It is a year ago this week since my 41-year-old son died. He had been an alcoholic for many years but ironically it was not drink that killed him. He overdosed on non-prescription painkillers – his action, almost certainly, a tragic accident but we will never know for sure what happened in those final hours before he passed away. His mental health had deteriorated noticeably in the months prior to his death, exacerbated by the isolating restrictions Covid had forced on him and he was struggling both physically and emotionally.

For the past twelve months my family and I have had to deal with the consequences of his sudden, unexpected death. We have been interviewed by the police, read distressing medical reports, attended an upsetting Coroner’s Inquest, employed Solicitors to settle his financial affairs, and finally, sadly, we have had to dispose of his personal possessions and sell his home.

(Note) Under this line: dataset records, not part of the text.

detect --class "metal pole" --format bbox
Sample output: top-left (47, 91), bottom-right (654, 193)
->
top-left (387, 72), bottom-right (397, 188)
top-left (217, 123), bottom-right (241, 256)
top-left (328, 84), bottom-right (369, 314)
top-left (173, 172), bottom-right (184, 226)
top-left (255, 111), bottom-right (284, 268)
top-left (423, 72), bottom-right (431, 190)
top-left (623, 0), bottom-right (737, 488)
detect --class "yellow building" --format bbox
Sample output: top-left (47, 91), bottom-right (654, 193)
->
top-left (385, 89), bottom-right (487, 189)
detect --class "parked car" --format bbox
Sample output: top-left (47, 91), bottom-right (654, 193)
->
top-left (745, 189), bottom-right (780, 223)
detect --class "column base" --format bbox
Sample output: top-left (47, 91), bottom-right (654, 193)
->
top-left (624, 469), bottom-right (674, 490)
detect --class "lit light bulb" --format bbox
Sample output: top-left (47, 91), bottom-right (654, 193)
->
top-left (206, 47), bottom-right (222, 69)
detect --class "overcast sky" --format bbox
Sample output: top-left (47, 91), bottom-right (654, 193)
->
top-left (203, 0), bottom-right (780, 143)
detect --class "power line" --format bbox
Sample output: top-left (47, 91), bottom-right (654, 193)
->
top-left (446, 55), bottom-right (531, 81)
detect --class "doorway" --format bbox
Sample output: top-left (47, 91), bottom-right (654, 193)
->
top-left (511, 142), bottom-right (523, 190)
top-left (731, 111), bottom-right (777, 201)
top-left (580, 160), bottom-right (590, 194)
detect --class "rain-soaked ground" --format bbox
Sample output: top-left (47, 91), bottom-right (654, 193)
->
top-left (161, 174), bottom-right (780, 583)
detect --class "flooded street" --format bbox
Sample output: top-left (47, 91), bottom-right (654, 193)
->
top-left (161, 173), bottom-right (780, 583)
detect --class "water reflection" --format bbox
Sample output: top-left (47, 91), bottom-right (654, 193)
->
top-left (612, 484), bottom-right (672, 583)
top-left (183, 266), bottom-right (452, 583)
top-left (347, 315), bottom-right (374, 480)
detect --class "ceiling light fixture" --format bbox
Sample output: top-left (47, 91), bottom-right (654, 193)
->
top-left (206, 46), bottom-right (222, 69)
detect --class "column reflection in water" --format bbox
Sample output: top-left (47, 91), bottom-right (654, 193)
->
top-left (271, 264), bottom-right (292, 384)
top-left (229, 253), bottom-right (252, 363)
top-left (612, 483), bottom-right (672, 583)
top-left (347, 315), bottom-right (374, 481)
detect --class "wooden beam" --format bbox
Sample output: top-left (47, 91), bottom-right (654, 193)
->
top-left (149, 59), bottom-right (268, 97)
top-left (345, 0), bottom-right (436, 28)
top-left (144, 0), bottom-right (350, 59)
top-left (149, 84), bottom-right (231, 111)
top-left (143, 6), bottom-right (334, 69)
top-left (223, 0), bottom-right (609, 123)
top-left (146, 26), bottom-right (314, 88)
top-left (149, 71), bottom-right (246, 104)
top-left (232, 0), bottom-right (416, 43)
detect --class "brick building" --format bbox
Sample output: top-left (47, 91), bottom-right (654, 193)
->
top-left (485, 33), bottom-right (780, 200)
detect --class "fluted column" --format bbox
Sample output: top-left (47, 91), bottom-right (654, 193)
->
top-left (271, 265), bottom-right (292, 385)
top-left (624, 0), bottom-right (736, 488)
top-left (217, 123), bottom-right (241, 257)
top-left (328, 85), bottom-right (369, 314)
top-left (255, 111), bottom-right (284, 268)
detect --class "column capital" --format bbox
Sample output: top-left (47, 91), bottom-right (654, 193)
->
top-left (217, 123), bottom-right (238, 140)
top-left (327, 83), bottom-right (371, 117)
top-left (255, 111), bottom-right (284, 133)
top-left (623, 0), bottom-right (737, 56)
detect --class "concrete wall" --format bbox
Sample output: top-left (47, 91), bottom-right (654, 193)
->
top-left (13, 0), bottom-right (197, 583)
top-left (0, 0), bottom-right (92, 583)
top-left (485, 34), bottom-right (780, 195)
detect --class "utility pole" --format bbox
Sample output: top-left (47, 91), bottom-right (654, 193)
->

I am now left with bitter sweet memories and a freedom I have not experienced for over twenty years. I no longer fear the calls advising me that my son is being admitted to A&E yet again, or the messages from his worried neighbours, concerned that they haven’t seen him in a while. Nor do I have to watch while paramedics try to resuscitate him in his own home or accompany him to hospital in an ambulance when more prolonged treatment is required.

A year on and my grief is still debilitating but I don’t want my son’s life to be defined solely by his addiction. He was so much more to his family, friends and colleagues. I recall cherished memories of the happy, carefree boy who grew up to be a talented, funny, thoughtful, caring adult, much loved by those who knew him best. A man whose future was tragically cut short by a cruel, devastating dependency, which despite his desperate efforts, he was unable to overcome.

I continue to be counselled by Families Out Loud and I know I am not alone on this journey. I especially appreciate being able to share with other bereaved families the sadness, shock, and above all, the overwhelming sense of despair we all experience when losing a loved one to addiction.